Historisches Urteil in Rumänien Erstmals muss kommunistischer Folterer ins Gefängnis

Mehr als 25 Jahre sind seit dem Sturz des kommunistischen Regimes in Rumänien vergangen. Nun muss erstmals ein früherer Verantwortlicher wegen Folter ins Gefängnis.

Verurteilter Visinescu: Keine Reue, kein Bedauern
AP/dpa

Verurteilter Visinescu: Keine Reue, kein Bedauern


Alexandru Visinescu ist 90 Jahre alt.

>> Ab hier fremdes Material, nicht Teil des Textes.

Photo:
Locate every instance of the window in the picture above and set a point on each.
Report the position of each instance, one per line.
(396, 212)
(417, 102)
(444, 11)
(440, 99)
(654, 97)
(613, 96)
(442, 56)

Den Rest seines Lebens muss er im Gefängnis verbringen, denn Rumäniens Oberster Gerichtshof hat den Mann wegen Verbrechen gegen die Menschlichkeit zu 20 Jahren Haft verurteilt.

Visinescu hatte von 1956 bis 1963 die gefürchtete Haftanstalt Ramnicu Sarat im Osten des Landes geleitet. Die Richter sahen es als erwiesen an, dass er dort ein "Vernichtungsregime" führte. Politische Häftlinge wurden systematisch misshandelt und bestraft: Sie saßen in Einzelhaft, hungerten und wurden geschlagen. Nach Angaben der Staatsanwaltschaft kamen mindestens 14 Gefangene unter der Aufsicht von Visinescu ums Leben.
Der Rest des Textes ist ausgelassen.